Design/methodology/approach
PM samples were collected at a typical area affected by industrial emissions in Handan, in January 2016. The concentrations of organic carbon (OC) and elemental carbon (EC) in PM of different size ranges (i.e. PM2.5, PM10 and TSP) were measured. The concentrations of secondary organic carbon (SOC) were estimated by the EC tracer method.
Findings
The results show that the concentration of OC ranged from 14.9 μg m−3 to 108.4 μg m−3, and that of EC ranged from 4.0 μg m−3 to 19.4μg m−3, when PM2.5 changed from 58.0μg m−3 to 251.1μg m−3 during haze days, and the carbonaceous aerosols most distributed in PM2.5 rather than large fraction.
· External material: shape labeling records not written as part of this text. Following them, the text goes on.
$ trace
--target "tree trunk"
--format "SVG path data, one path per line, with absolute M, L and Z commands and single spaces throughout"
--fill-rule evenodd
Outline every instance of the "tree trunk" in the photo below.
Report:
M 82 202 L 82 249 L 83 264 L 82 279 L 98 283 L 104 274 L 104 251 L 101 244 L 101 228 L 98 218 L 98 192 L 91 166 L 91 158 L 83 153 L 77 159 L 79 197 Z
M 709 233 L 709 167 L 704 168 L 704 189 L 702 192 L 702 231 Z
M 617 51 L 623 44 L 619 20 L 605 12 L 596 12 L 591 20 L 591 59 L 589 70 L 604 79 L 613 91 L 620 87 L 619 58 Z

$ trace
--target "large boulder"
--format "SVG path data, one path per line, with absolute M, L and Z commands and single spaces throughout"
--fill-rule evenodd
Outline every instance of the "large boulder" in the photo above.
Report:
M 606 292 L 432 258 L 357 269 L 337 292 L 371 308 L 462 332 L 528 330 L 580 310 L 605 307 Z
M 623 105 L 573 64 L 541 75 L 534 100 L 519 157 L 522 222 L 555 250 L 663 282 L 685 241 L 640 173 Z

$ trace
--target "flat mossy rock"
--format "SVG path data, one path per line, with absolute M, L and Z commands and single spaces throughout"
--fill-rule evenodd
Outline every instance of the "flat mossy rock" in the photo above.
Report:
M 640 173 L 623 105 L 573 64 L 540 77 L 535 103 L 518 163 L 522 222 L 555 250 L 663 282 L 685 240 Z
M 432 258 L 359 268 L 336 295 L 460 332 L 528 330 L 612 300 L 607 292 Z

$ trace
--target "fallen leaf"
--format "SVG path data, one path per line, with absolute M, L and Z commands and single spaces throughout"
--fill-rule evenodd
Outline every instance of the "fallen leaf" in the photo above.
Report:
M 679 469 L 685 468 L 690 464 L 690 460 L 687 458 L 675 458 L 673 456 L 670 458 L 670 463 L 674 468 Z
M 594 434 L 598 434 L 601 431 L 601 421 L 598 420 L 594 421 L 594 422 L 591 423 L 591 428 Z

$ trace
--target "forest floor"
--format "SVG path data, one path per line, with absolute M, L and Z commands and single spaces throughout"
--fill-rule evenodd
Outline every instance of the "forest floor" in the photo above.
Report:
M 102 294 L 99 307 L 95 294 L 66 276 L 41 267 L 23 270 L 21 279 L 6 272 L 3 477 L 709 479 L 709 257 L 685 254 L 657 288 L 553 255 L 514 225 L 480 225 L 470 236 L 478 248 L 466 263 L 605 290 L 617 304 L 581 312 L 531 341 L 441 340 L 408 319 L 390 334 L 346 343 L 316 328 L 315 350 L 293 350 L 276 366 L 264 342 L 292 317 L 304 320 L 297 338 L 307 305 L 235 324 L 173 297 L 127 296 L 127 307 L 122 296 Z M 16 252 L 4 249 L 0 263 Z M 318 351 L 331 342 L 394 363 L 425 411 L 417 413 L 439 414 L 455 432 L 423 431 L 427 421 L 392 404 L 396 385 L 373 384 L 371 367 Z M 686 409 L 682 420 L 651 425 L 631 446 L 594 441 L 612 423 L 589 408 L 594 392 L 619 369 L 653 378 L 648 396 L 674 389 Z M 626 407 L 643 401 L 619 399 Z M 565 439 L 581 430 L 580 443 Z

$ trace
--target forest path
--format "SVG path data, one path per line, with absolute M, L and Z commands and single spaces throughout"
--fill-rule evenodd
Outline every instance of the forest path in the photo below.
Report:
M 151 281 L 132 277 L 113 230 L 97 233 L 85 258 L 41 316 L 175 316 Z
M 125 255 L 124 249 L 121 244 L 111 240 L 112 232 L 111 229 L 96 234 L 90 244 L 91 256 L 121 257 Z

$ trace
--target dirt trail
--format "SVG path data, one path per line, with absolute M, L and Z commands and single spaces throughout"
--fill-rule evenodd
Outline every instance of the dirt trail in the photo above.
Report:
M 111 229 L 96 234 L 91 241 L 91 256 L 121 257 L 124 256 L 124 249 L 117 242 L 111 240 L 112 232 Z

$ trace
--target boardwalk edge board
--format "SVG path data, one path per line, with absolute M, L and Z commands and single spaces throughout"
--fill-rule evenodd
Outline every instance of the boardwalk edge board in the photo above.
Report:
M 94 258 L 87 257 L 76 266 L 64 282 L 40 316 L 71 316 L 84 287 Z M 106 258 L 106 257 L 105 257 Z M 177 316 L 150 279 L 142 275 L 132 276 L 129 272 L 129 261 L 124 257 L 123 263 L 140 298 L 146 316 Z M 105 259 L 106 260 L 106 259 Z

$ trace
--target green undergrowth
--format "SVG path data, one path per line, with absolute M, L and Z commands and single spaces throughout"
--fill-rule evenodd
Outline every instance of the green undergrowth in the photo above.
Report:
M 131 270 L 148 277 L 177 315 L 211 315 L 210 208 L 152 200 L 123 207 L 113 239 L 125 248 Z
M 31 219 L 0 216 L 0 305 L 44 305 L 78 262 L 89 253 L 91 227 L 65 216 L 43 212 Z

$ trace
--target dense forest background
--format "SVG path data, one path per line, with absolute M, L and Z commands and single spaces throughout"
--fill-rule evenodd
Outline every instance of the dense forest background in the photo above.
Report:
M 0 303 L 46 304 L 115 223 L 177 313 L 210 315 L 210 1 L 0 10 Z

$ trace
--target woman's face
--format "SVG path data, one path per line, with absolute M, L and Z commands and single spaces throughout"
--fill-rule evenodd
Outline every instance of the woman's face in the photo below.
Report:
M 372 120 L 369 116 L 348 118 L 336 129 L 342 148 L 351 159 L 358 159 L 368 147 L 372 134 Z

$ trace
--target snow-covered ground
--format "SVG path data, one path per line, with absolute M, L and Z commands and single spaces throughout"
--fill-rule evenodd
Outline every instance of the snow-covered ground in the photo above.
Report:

The concentrations of OC and EC PM2.5 correlated better (r = 0.7) than in PM2.5−10 and PM>10, implying that primary emissions were dominant sources of OC and EC in PM2.5. The mean ratios of OC/EC in PM2.5, PM2.5–10 and PM>10 were 4.4 ± 2.1, 3.6 ± 0.9 and 1.9 ± 0.7, respectively. Based on estimation, SOC accounted for 16.3%, 22.0% and 9.1% in PM2.5, PM2.5–10 and PM>10 respectively.
Originality/value
The ratio of SOC/OC (48.2%) in PM2.5 was higher in Handan than those (28%–32%) in other megacities, e.g. Beijing, Tianjin and Shijiazhuang in the NCP, suggesting that the formation of SOC contributed significantly to OC. The mean mass absorption efficiencies of EC (MACEC) in PM10 and TSP were 3.4 m2 g−1 (1.9–6.6 m2 g−1) and 2.9 m2 g−1 (1.6–5.6 m2 g−1), respectively, both of which had similar variation patterns to those of OC/EC and SOC/OC.